Tradition in good taste for the holidays

If there is any holiday season that demands attention to tradition, we're in it.

With that in mind, I've been hitting the books to honor the season. The bar books, that is. Such classic cocktail bibles as "The Ideal Bartender'' (1917), "The Old Waldorf-Astoria Bar Book'' (1935) and "The Savoy Cocktail Book'' (1937) provide fascinating looks at the society of their day as well as some great drinks. And, they make excellent last-minute gifts, available in various editions through the likes of eBay and Amazon.com.

"The Ideal Bartender" was written by Tom Bullock, an African American master bartender who in the early years of the 20th century was beloved by his customers at such upper-crust Midwestern and Southern places as the Pendennis Club in Louisville, KY, and the St. Louis Country Club in that Missouri city. His wizardry was so respected that the foreward to his book was written by George Herbert Walker, a patron of the St. Louis club and grandfather of President George Herbert Walker Bush.

The Waldorf-Astoria book is a post-Prohibition collection of pre-Prohibition drinks, honoring the bar at the storied Manhattan hotel that closed in 1929 then reopened in 1931 but without its iconic watering hole.

The Savoy book was written by Harry Craddock who reigned as head barman at The American Bar in London's elegant Savoy hotel in the 1920s and '30s where he was instrumental in transplanting the high-spirited American cocktail society to Europe.

That society, memorialized in jokes, films and stage plays, is acknowledged in each of the books. Such as this utterance by W.C. Fields: "Once during Prohibition I was forced to live for days on nothing but food and water.''

Incidentally, if you pick up any or all of these books, don't be surprised if some terms and ingredients are unfamiliar to you -- acid phosphate, carbonic, Calisaya, Bevo, shrubs, gum syrup and so forth. Remember how much the language and public tastes have changed since they were written. Nevertheless, it's easy to substitute an available modern ingredient for the original when necessary.

Here are samples from each of these guides to spruce up your holiday gatherings, begging with a trio of punches that were popular early in the 20th century.
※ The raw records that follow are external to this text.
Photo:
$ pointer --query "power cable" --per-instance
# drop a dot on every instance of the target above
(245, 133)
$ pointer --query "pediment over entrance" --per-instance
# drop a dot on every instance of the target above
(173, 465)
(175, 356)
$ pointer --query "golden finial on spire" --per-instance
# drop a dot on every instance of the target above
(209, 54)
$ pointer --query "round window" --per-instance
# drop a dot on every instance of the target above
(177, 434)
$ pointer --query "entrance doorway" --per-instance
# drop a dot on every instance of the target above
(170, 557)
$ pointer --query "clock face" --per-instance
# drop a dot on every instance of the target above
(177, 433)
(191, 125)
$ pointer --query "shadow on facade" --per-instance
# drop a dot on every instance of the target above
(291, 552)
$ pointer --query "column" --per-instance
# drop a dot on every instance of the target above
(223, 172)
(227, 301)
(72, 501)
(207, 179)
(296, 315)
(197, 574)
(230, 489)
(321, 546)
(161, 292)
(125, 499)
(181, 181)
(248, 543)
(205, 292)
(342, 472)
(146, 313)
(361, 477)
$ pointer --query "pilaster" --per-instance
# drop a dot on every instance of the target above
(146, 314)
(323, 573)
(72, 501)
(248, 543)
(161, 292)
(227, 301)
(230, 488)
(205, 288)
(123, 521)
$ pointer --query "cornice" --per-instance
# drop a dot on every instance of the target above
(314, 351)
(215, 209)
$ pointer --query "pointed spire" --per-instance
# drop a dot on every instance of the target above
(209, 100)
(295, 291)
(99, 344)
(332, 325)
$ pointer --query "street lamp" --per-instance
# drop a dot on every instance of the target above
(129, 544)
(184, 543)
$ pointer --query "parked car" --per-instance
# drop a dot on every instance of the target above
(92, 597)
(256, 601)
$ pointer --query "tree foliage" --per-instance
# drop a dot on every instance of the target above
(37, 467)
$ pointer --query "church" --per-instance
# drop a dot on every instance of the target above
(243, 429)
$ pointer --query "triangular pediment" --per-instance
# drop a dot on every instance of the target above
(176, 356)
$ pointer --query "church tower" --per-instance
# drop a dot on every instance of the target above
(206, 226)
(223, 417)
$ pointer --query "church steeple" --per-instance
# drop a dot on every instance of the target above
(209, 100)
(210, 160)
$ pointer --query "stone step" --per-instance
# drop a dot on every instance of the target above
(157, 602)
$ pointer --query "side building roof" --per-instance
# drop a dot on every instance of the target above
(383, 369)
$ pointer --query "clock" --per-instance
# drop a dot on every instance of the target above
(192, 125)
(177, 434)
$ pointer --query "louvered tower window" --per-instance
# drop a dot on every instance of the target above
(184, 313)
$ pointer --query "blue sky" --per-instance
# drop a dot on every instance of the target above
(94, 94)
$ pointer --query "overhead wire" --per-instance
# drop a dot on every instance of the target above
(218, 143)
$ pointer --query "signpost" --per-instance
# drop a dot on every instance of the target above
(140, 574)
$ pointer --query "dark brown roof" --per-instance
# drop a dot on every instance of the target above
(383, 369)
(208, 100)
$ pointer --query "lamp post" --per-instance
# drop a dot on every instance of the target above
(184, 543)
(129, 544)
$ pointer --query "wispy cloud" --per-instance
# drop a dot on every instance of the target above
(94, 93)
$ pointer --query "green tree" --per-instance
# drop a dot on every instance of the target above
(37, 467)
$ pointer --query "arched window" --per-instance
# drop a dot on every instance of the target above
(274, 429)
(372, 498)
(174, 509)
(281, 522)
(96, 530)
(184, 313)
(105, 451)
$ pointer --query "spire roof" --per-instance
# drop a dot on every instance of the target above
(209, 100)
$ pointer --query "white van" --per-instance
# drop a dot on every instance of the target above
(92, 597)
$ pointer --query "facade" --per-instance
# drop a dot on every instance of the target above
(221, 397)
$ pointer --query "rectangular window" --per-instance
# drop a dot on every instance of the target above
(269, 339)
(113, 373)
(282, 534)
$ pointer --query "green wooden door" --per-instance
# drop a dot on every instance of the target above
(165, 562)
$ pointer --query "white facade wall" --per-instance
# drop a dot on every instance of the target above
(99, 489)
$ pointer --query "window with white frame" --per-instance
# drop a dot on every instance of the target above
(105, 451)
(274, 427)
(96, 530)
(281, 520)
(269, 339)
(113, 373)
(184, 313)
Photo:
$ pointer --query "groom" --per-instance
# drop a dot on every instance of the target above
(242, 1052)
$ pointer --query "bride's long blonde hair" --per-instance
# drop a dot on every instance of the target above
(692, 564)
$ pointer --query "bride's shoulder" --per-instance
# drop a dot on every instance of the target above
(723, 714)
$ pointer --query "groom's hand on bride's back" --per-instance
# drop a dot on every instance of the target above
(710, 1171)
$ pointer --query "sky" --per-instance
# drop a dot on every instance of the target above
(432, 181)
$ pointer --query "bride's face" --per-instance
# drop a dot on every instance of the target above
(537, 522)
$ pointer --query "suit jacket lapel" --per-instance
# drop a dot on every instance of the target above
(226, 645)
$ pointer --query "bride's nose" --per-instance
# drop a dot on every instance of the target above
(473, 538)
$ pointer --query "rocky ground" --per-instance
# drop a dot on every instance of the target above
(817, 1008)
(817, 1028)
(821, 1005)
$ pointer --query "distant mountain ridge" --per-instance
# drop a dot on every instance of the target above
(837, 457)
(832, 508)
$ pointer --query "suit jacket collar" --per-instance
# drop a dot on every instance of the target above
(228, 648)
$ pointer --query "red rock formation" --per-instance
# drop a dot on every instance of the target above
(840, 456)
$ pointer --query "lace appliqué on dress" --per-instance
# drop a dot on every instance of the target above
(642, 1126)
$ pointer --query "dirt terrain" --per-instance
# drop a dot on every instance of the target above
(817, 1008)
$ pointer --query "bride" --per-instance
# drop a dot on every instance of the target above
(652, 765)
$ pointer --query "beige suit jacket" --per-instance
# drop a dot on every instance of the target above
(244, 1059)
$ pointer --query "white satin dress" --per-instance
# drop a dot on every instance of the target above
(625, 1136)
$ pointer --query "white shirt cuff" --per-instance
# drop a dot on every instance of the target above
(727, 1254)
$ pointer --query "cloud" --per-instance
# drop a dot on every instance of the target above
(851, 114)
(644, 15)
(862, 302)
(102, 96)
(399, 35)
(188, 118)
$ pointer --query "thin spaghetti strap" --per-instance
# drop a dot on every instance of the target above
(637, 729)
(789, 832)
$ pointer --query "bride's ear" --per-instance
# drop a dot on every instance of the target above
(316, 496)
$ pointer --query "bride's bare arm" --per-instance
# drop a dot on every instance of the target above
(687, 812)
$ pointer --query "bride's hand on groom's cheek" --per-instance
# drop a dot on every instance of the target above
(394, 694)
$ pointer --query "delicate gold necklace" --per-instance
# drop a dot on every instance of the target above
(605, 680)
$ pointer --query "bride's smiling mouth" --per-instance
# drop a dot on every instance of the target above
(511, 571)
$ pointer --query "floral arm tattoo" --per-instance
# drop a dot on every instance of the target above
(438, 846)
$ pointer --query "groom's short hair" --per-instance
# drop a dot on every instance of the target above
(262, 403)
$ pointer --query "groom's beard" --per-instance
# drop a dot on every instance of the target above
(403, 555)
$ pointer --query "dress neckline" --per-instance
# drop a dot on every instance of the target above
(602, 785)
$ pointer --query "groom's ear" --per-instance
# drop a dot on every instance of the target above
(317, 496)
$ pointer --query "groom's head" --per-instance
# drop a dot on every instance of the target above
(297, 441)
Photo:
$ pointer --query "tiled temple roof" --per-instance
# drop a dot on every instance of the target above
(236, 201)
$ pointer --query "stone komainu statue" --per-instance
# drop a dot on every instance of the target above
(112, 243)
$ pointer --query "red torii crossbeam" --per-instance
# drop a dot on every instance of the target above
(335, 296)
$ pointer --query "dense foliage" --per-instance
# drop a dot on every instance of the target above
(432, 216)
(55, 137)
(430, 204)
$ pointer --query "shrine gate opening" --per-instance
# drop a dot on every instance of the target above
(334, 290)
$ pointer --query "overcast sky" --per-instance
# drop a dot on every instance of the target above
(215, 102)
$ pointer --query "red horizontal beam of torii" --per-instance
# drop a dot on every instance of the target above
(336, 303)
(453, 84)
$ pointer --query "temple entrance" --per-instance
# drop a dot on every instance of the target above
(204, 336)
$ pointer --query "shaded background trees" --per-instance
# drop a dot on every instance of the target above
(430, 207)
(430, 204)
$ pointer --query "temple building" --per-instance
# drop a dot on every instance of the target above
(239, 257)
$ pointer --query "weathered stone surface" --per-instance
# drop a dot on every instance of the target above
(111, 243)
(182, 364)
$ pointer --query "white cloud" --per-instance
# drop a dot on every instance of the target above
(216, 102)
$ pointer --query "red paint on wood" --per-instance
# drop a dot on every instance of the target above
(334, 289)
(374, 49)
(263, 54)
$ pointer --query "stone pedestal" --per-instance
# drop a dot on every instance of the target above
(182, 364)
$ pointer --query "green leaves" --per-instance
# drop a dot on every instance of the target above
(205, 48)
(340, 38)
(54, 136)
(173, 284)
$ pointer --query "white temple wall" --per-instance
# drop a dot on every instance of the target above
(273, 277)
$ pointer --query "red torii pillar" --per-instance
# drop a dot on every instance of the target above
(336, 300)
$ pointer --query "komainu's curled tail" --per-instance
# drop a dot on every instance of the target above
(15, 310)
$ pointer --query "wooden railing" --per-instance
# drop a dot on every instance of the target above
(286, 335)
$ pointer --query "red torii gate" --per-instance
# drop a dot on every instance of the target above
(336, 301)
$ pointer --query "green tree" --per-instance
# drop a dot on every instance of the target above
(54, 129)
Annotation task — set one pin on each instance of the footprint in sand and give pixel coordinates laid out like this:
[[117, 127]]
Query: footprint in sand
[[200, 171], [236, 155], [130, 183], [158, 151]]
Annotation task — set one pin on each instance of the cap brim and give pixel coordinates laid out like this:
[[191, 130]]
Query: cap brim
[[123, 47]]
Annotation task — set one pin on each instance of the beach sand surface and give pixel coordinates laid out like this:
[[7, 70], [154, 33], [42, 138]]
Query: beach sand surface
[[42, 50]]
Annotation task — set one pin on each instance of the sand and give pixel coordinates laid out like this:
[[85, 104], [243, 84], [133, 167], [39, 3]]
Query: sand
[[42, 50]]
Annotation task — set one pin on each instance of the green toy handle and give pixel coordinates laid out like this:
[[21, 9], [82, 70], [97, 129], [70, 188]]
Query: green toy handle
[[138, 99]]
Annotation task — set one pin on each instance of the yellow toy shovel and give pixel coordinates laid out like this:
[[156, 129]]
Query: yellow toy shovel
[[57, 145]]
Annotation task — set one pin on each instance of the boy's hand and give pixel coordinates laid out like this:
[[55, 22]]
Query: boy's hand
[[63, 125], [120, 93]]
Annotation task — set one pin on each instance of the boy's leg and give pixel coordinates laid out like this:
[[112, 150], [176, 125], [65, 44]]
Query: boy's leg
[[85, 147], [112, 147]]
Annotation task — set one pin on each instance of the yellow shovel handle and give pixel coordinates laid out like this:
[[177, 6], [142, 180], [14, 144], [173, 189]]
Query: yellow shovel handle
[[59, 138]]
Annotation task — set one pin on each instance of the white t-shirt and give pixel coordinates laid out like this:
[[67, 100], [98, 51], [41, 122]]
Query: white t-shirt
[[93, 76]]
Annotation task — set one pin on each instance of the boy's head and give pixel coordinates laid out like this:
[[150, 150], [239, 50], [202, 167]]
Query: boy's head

From "The Ideal Bartender"

BRANDY PUNCH (serves 1)

2 teaspoons superfine sugar
1/2 fresh lemon
1 slice fresh orange
1 piece pineapple
1/2 jigger dark rum
1 1/2 jiggers brandy

Fill glass portion of cocktail shaker three-quarters full of shaved ice. Dissolve the sugar in a little water. Put juice from the half-lemon, sugar, rum and brandy into the glass with the ice. Shake very well, strain into a cocktail glass and garnish with pineapple and orange.

FISH CLUB PUNCH (serves 8)

2 1/2 jiggers fresh lemon juice
4 jiggers peach brandy
2 jiggers cognac
2 jiggers jamaican rum
3 pints ice water

Pour all ingredients into a large punch bowl. Stir well and ladle into punch glasses and serve.

BLACK & TAN PUNCH (serves 10)

1 pound white sugar
Juice of six fresh lemons
1 quart Guinness Stout
1 quart champagne
Assorted fresh fruit slices

Mix the lemon juice and sugar. Pour into that mixture the champagne and stout, both ice cold. Stir gently, serve in punch glasses dressed with fruit.

From "The Old Waldorf-Astoria Bar Book''


1 part brandy
1 part Plymouth gin
1 part French dry vermouth
1 strip of lemon peel
Club soda

Combine brandy, gin and vermouth into a coocktail tumbler with several ice cubes, stir gently, then top off with a splash of soda.


Juice of half a fresh lemon or lime
1 part raspberry syrup
1 part curacao
2 parts Jamaican rum

Put all ingredients in a cocktail shaker half-filled with ice. Shake, strain into a tumbler filled with fresh ice. Garnish with fruit if desired.


Whole peel of orange
Juice of one fresh orange
1 jigger whiskey
1 8-ounce bottle of ginger ale

Muddle the orangel peel in a tall glass, discard. Add remaining ingredients over ice and serve.

• From "The Savoy Cocktail Book''


1 dash fresh lemon juice
4 dashes grenadine syrup
1 part apricot brandy
1 part French dry vermouth
2 parts dry gin

Put all ingredients in a cocktail shaker with fresh ice. Shake vigorously, strain into a chilled cocktail glass rimmed with cocktail sugar.


1 dash orange bitters
1 teaspoon white dreme de menthe
1 part Italian sweet vermouth
1 part French dry vermouth
1 part English dry gin

Shake all ingredients well over ice, strain into cocktail glass with fresh ice.


1 dash Angostura bitters
1 dash fresh orange juice
1 dash pineapple juice
1 dash fresh lemon juice
1 glass dry gin
1/2 teaspoon powdered sugar

Shake all ingredients together in a cocktail shaker half-filled with ice. Strain into chilled cocktail glass and serve.